MapDB storage and design change

This article outlines recent changes in MapDB 4 development. I decided to refactor Serializer interface and merge it into Store.

Write amplification and allocation problem

MapDB has big problem with write amplification. Random inserts into BTreeMap trigger cascade of memory allocations, and disk space fragmentation.

One solution is data structure designed to absorb large amount of writes gracefully. I experimented with Fractal Trees, where each tree node has buffer for storing changes. However, compaction algorithm for Fractal Trees is beyond my skills (I will write another blog post about this adventure).

Another way to solve write amplification are append-only log files. It has many great features: snapshots, versioning, logs are streameable over network. But this requires a lot of disk space, and is useless for memory based systems.

After some failed experiments, I got key criteria for new storage engine:

  • Fixed page size (such as 1024 bytes)
  • Very simple free space management, no recursion…
  • Absorb large amount of writes into single node, at expense of temporary slower reads
  • Combine append-only log files, with update-on-place for space efficiency (RAM is limited)
  • Simple compaction, it must operate in tiny chunks, no dependency between pages
  • Support streaming, versioning
  • Can not be tied to single data-structure (such as tree). Most work on all data types such as JSON documents, arrays…
  • Multiple write operations must merge into single write operations. For example +1+1+1 becomes +3

Store, Serializer, Collection

To make it work, I needed one big change in design.
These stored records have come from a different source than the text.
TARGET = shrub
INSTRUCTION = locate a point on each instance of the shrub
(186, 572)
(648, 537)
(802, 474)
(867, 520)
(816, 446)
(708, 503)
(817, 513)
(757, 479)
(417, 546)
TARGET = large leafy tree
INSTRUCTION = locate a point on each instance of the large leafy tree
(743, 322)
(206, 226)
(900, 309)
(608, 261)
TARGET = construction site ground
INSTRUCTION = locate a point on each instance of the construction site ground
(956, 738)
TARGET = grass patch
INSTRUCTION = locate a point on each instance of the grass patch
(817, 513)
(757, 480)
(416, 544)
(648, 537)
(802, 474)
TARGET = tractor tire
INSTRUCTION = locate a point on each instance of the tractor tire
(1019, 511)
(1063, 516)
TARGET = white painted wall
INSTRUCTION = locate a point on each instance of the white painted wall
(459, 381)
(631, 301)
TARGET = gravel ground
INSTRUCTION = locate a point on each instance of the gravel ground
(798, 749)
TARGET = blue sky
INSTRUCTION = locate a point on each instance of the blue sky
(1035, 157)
Store interface in MapDB is essentially simple key value map: Map<Pointer,Value>. Store does not know what data type its stores. If BTreeMap wants to perform some operation (such as insert new key into dir node), it has to take value from Store, modify it, and put new value back to store.

That generates too much IO, I tried many hacks to make it faster for special cases (such as sorted arrays), but ultimately that is way too complex.

Another problem with take-modify-put-back approach is streaming. Write operations should produce small deltas. I tried to compare two binary versions, compress them with common dictionary… Obviously that did not work. More hacks.

Solution is simple design change! Take data interpretation away from data structures (collections) and move it into Store. So BTreeMap can insert new key into btree node, but should not know if node is represented as sorted array. This case hides data types (such as BTree dir node) from collection (BTree).

This simple change also greatly simplifies MapDB store design. It eliminates unholy trinity of Serializer-Collection-Store. In BTreeMap I had to do many tricks with generics to hide from BTreeMap that dir nodes may be Long[] (or long[], ByteBuffers, or byte[]…).

Page Log Store

Now I can finally use storage format, that solves write amplification problem.

Most databases use fixed size pages. Unused space on page is left empty, to accommodate future writes. So if new key is inserted into BTree page, it does not trigger new space allocation (like in MapDB 3), but simply uses free space on page.

Another cause of write amplification are array insertion BTree page uses sorted array, insert in middle has to resize and overwrite entire array (page). Constantly resizing and rewriting array causes write amplification.
My solution is to leave original array untouched, and write delta log into free space after main array.

So that is the trick. New store design uses free space on pages to write delta log. This delta log is latter merged with main data on page by background worker.

This has some key benefits:

  • several updates of same page in short interval, are merged together into single write (if several keys are inserted into BTree node, sorted array is only updated once with all changes)

  • it reduces write amplification by several magnitudes at expense of temporary slower reads (until background worker kicks in, reader has to replay write log to get most recent version)

  • there is no complex free space allocator (fixed size page), yet unused space on pages is not wasted

  • “compaction” is very simple, localized and atomic; only single page IO. No traversal or inter-page dependencies

  • read and write IO is localized on single page, great for cache locality etc…

  • it is universal, works on most shapes of data, not just sorted BTree nodes. For example JSON documents have similar write amplification problem, and can use delta logs

  • opens road to new features (snapshots, isolation…)

  • write log can be used for different scenarios (streaming over network, write ahead log…)

What is next?

I am working on proof of concept implementation. It will provide PageLogStore and SortedMap<Long,Long> implementation. After performance is verified, I will move to MapDB 4 development again.